The American Poetry Review
Donald Revell

excerpt from Invisible Green II

"Methinks my own soul must be a bright invisible green."

We must not look for poetry in poems. Poetry has further to go and greater occasions. As energy, it outspeeds the mass and manners of art, passing through words along the way to life. It is itself alive, and bursts from poems in actual ecstasy. ("Energy is Eternal Delight"--William Blake.) I want to write of ecstasy, the continuous motion of poetry out of confinements, out of poems. Poetry asserts the consequence of delight, i.e. an outside and worldly life where purposes are real, where methods are issues of morality. Poetry must be good. Blake made no idle allusion: "The Authors are in Eternity" (letter to Thomas Butts, April 25, 1803). In motion always, eternity is indistinguishable from creation, and there the link between ecstasy and ethics shines with sunshine life. Looking for poetry, we are moved to action brightly by action.

Jane Ellen Harrison, in her passion for source-work, evinced the actions of human art as energies seeking entirety.

We have seen that art promotes a part of life, the spiritual, image-making side. But this side, wonderful though it is, is never the whole of actual life. There is always the practical side. The artist is always also a man. Now the aesthete tries to make his whole attitude artistic--that is, contemplative. He is always looking and prying and savouring, savourant, as he would say, when he ought to be living. The result is that there is nothing to savourer. All art springs by way of ritual out of keen emotion towards life, and even the power to appreciate art needs this emotional reality in the spectator. The aesthete leads at best a parasite, artistic life, dogged always by death and corruption. (Ancient Art and Ritual, 215)

Anything less than life is not alive. Anything short of action is corruption. Poetry "springs" via the poem "towards life." To remain confined by an object of contemplative reading degrades poetry to parasitism, and in that state its powers dissipate and die. Death or ecstasy: there are no other options. And so again, ecstasy shows itself to be a practical matter. "The artist is always also a man," and as Harrison's beautifully emphatic prepositions--"by" & "out" & "towards"--aver, when practice is human, practice is conduct, i.e. ethical. Without aesthetic immunity, poetry is real behavior, timely and first-hand. When value is worldly, poetry goes to the world.

The one thing in the world, of value, is the active soul. (Ralph Waldo Emerson, "The American Scholar," 88)

Poetry, the soul of poems, does not reside or rest in them. It goes.

We follow. We read to go where poetry has gone and to preserve the possibility of a delightful contact. In "The Poet," Emerson describes the ways of an ecstatic pursuit.

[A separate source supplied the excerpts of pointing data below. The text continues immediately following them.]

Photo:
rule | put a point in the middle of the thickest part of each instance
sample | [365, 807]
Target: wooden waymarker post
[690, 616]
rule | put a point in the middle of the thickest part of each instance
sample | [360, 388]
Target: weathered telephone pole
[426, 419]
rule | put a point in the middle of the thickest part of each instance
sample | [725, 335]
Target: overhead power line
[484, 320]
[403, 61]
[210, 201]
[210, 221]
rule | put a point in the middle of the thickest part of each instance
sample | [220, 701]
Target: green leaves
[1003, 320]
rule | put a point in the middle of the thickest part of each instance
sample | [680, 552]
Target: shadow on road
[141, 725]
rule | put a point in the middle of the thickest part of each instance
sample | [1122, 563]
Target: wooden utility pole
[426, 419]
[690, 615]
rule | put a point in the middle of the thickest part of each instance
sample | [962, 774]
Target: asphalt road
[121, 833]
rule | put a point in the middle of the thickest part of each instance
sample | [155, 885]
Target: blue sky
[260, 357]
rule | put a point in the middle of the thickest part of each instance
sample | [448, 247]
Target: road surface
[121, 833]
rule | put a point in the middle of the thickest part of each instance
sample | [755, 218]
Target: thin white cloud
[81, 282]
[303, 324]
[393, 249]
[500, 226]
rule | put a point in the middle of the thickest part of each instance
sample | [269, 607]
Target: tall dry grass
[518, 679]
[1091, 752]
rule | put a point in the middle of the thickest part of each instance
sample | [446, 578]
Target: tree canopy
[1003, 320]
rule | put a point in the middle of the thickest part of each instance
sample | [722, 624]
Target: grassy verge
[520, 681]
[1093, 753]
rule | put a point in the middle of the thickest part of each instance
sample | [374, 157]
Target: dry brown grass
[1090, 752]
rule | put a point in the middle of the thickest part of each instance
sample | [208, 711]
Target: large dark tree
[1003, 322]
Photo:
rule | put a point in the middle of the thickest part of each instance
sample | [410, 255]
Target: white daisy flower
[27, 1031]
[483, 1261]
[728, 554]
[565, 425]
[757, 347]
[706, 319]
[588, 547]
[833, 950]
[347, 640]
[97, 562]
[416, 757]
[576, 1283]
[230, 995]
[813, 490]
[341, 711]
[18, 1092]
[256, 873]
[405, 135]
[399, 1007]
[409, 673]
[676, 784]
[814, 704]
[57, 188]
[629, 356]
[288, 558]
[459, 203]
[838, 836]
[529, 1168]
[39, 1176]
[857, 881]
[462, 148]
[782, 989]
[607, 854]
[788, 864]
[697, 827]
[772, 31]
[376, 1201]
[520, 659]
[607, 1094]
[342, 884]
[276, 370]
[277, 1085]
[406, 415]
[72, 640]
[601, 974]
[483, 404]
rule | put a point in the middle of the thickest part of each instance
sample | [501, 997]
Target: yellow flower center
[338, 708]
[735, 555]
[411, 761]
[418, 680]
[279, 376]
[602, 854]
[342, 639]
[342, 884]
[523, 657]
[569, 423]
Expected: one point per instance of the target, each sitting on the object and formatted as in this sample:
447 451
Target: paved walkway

The universe is the externalization of the soul. Wherever the life is, that bursts into appearance around it. (266)

The beginning bursts. Soul seeks an outside, where poetry has led. Reality runs the risk of appearing.

Every word was once a poem. Every new relation is a new word. (269)

The outside is unprecedented, and poetry has no word for it. But in the delightful moment, it finds a new word which is nothing less than itself, suddenly atoned. This kind of thing can happen. There are records: poems.

Language is fossil poetry. (271)

There are records, but no rest. A fossil proves that life has gone. Faith adds a preposition: gone on. Poetry must be good faith.

But nature has a higher end...than security, namely ascension...(272)

The italics are Emerson's. Faith is meant for bursting forth. Cast your eyes down for fossils. For poetry, look up. "for/ christ's sake, look/ out where yr going"--Robert Creeley, "I Know a Man." (The italics are mine.)

For all symbols are fluxional; all language is vehicular and transitive, and is good, as ferries and horses are, for conveyance, not as farms and houses are, for homestead. (279)

It is good to be going. I mean, it is Good to be going. Some poems show the way.



Donald Revell is the author of six collections of poetry, most recently There Are Three (Wesleyan, 1998). He is professor of English and Creative Writing at the University of Utah.